The reason I'm feeling guilty at all is that I was the one who told the associate to hurry back to the office. I may have yelled. I didn't tell her to get hit by a train. I may have told her to exceed the speed limit. I may have told her, when she called from a red light, that this was more important than traffic signals and that the firm would reimburse her if she got a ticket. I did not mention railroad crossings specifically, but I did tell her that if she got stuck at a drawbridge, she should just swim the documents across if it would save her time. But I didn't mention railroad crossings specifically, so I'm not feeling specifically accountable.
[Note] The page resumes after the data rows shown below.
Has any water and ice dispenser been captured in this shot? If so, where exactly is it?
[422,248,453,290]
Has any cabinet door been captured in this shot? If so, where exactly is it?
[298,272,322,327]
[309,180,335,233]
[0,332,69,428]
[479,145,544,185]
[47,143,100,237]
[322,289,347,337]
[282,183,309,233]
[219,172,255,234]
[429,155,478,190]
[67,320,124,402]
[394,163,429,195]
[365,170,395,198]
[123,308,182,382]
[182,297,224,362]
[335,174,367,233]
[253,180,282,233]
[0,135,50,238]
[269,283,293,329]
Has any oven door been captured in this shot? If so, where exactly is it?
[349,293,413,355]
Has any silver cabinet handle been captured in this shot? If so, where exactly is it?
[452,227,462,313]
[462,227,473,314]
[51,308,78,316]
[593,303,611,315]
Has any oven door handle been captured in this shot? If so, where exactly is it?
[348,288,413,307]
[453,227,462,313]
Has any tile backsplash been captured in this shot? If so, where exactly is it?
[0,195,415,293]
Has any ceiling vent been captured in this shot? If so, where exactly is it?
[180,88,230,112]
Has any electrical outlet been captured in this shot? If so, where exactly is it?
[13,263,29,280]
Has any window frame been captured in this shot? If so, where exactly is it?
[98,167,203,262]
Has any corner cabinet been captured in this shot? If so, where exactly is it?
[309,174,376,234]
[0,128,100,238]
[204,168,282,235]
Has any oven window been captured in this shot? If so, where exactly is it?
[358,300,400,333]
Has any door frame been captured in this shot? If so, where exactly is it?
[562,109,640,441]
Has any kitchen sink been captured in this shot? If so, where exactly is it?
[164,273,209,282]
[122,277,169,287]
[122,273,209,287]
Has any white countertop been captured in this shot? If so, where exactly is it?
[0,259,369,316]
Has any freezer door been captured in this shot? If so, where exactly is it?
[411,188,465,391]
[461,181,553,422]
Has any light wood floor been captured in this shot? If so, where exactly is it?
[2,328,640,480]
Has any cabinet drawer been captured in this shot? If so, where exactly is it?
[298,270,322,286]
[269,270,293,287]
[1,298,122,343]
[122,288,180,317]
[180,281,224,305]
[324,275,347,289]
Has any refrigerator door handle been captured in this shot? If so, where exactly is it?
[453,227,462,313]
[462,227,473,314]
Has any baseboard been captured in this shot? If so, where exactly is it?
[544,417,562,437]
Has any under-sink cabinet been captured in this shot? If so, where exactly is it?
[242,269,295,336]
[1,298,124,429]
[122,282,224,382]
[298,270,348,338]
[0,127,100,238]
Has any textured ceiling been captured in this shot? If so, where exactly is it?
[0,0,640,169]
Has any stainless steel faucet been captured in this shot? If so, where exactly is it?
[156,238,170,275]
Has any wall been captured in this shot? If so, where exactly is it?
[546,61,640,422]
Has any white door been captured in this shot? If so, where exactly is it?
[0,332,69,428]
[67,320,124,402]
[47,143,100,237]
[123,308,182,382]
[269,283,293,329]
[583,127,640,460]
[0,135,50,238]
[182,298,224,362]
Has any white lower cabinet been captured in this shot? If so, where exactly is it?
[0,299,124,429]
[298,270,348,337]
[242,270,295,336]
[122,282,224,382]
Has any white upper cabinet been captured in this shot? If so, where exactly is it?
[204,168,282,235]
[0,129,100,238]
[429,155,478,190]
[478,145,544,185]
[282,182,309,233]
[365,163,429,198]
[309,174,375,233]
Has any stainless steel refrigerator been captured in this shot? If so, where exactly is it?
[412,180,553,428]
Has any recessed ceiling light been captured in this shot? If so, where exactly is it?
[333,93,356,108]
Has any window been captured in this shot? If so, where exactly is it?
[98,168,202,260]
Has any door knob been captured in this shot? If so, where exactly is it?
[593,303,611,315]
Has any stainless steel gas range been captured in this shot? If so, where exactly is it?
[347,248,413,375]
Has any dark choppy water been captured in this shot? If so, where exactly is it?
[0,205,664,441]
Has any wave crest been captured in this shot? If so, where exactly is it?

But, frankly, even if I had mentioned railroad crossings specifically (and, like I said, I'm almost entirely positive that I didn't, or if I did then I was probably kidding and she should have known that), it's her fault for needing to rush at all. We sent her to the document warehouse last Thursday with plenty of time. No one told her she needed to sleep a full night's sleep every other night. That was a decision she made on her own, and it cost her valuable time. Time she could have spent waiting for the train to cross, if she hadn't wasted that time earlier. Time she would have had to wait for the train to cross, if she hadn't attended to other, more "important" needs. She knew there would be a time crunch at the end. She chose to use her time in a way that ended up proving unwise.

And we're paying her husband for the hours she spent in the document warehouse, even though she never had a chance to enter them into the billing system, so how guilty can we really feel?